When multiple files are loaded into JOSM, you can use the Layers window to toggle their visibility on and off. You can also use the Imagery menu to enable your choice of satellite imagery and the standard OSM Carto. With the Carto imagery as a background, any additional data not on the basemap will be visible. I then zoom into a smaller area to work. I create a new layer, then download the data for that view in JOSM, or use an existing and up to date OSM data file. If you do this offline, you need to update your changes in JOSM, revalidate, and then upload.

If a road doesn't exist at all, it's easy. Copy the object from the reference source to OSM if it has a compatble license. If it's only the metadata that is missing, then cut & paste the tags. Compare any existing tags with the reference metadata, there may be differences, so be careful replacing any existing tags. If the road was traced from satellite imagery, chances are there is no metadata. Don't forget to simplify the way for any road you are adding, and don't forget to fix everything validation finds.

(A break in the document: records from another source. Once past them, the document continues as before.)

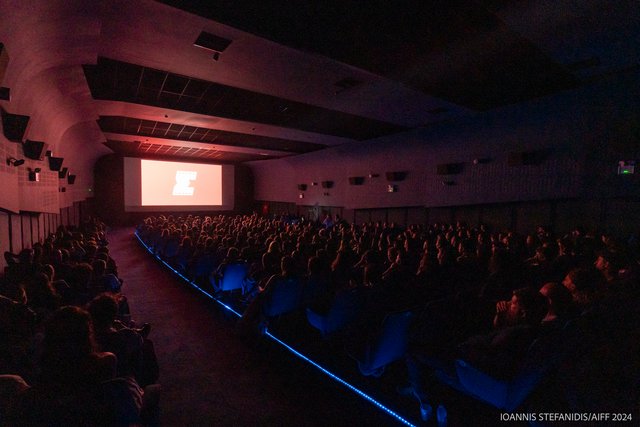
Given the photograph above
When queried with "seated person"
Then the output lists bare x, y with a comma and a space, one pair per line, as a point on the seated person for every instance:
77, 384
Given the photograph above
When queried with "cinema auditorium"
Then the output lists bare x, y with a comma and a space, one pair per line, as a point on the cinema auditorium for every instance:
319, 213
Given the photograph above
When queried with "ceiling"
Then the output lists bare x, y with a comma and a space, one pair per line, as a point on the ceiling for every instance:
283, 78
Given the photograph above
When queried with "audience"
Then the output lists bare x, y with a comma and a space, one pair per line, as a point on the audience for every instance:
537, 284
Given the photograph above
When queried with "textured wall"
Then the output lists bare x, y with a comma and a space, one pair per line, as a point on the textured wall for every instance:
583, 133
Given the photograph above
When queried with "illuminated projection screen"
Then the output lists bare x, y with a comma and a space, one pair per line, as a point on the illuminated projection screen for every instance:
160, 185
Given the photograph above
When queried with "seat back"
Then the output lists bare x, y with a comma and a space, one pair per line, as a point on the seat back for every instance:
345, 308
283, 298
390, 345
232, 276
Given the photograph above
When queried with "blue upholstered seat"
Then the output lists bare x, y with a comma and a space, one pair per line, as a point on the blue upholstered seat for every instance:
389, 345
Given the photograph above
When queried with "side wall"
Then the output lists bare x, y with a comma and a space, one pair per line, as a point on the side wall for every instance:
21, 231
580, 136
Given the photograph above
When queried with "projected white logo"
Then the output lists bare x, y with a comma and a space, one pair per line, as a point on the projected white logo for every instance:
182, 186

Things get more interesting when the start and end of the road in OSM doesn't match the USDA locations. As this is important, it needs to be fixed. Often obscure roads blend into one another, and this breakage makes direction finding difficult. I fix this by splitting the way at the road intersection., If you combine it with the correct way, the combined way will have all the right metadata and be a single object. Another problem is long driveways. Some really are roads, but often the driveway is a short spur off the end of the actual road. Satellite imagery may help or it may not.

Conflation Tools

I've never found a conflation tool that works a wide variety of data sources. One of these days I'm going to write one. I have used all of these in the past with varying degrees of success. All of these tools have a pretty hefty learning curve, so maybe I'm just lazy.

JOSM Conflation Plugin
JOSM has a conflation plugin that works reasonably well. You have to be an experienced JOSM user though, but if you're already editing with JOSM, it's useful.
Hootenanny
Hoot has both a web UI, and a command line one. The command line utilities are useful for scripting. It does a reasonably good job, and is well thought out. It isn't very portable though, I have problems keeping it running.
OpenJump
OpenJump has the Road Matcher plugin, and is focused on conflating roads.

I wound up writing my own offline conflation and validation software mostly because I can and have the time. It's currently a working prototype, but will get released under the GPLv3 when more stable.